Ann. Mag. nat. Hist., (8) 2, 72.

The challenge is to link this short citation to the digital version of the corresponding article. I've been sitting on a copy of the digitised Nomenclator Zoologicus kindly provided by Dave Remsen, and I've finally started to look at the problem of mining it for links to databases such as BHL.

You can see the first attempt at http://biostor.org/microcitation.php. This form takes a genus name and the short citation and attempts to locate the corresponding page in BHL. It then checks whether the name is present on that page. Locating a page in a journal can be a challenge given the often rather ropey metadata in BHL, but BioStor uses a combination of fuzzy string matching and crude kludges to find the best match. But a further complication is that OCR errors may mean the taxonomic name we are looking for might not be detected on the page.

For example, if we search for the citation for the genus Aethriscus, Ann. Mag. nat. Hist., (7) 10, 329. we find two candidate pages in the journal Ann. Mag. nat. Hist, but neither contains the string "Aethriscus". However, if we use approximate string matching we find the OCR text for one page has the string "thriscus". This differs by only two characters from "Aethriscus", and so is a possible match (shown in orange).

2.png

Looking at the scanned page we can see the likely source of the problem:
3.png

In the original publication the name Aethriscus was written as Æthriscus.
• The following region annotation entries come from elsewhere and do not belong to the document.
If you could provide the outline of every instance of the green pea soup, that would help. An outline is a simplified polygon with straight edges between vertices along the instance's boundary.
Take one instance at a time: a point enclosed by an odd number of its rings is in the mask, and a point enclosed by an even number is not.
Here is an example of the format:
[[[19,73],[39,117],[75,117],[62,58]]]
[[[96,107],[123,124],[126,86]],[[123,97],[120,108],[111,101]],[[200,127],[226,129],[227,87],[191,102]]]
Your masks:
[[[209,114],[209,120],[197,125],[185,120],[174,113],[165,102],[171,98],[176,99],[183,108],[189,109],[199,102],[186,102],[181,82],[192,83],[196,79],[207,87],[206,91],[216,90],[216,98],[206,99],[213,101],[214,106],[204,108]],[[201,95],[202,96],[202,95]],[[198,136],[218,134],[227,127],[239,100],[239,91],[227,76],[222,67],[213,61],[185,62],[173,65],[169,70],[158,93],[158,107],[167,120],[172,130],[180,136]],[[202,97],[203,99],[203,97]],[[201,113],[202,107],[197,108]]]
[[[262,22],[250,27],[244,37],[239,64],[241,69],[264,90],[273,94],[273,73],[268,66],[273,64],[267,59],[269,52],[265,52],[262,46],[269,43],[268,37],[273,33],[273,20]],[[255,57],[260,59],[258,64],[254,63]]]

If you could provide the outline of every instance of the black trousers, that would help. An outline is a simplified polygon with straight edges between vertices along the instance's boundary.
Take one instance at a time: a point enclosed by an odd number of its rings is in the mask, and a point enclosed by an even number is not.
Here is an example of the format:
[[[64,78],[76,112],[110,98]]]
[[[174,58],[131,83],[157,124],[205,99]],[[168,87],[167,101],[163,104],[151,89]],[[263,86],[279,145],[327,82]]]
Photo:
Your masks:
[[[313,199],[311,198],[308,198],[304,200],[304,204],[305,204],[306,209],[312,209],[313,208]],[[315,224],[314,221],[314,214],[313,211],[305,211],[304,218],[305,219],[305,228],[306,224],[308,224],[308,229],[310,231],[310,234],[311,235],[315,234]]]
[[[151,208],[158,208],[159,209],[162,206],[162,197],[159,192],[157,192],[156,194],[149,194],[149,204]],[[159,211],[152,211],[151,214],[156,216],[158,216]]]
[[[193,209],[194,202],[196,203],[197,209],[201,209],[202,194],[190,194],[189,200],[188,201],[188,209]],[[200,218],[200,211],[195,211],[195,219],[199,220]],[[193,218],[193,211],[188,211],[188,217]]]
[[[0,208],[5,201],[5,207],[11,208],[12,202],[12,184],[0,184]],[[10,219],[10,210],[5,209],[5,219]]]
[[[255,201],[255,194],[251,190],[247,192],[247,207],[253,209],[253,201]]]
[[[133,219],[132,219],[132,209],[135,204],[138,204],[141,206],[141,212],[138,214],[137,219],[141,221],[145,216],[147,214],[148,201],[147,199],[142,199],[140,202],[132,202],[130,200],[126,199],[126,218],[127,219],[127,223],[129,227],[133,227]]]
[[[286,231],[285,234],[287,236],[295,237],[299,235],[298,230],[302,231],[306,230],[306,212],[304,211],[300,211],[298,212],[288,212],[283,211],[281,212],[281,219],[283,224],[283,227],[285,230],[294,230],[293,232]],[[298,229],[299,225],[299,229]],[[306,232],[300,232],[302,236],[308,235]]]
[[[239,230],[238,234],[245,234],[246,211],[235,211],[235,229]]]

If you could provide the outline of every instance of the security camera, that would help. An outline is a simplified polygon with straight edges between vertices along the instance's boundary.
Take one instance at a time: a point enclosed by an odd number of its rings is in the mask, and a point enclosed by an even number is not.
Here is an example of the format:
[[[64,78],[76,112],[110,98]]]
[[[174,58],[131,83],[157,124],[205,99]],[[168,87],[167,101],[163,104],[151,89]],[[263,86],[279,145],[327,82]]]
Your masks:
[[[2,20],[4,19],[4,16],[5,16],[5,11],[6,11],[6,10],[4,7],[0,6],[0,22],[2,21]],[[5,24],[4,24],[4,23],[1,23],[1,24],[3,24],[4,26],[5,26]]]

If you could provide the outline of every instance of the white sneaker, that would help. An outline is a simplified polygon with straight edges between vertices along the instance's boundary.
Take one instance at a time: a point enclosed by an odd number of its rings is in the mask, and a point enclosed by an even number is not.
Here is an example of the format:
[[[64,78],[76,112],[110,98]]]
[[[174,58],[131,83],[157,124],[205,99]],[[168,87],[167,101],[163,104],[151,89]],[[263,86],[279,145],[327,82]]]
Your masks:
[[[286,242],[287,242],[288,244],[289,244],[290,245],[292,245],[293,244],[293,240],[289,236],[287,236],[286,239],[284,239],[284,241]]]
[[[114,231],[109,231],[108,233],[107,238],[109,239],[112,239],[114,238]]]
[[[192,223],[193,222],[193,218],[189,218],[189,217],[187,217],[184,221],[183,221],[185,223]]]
The ligature Æ has been corrupted by the OCR engine, and in Nomenclator Zoologicus the name is written without the ligature, hence the failure to exactly match the name with the text. These are some of the challenges faced when trying to close the circle and link names to literature.

The microcitation parser is still pretty crude, but usable. You can get results in either HTML or JSON, so the task of mapping microcitations to BHL pages can be automated. At present the name matching assumes you are looking at a single word (e.g., a genus), I need to extend it to handle binomials.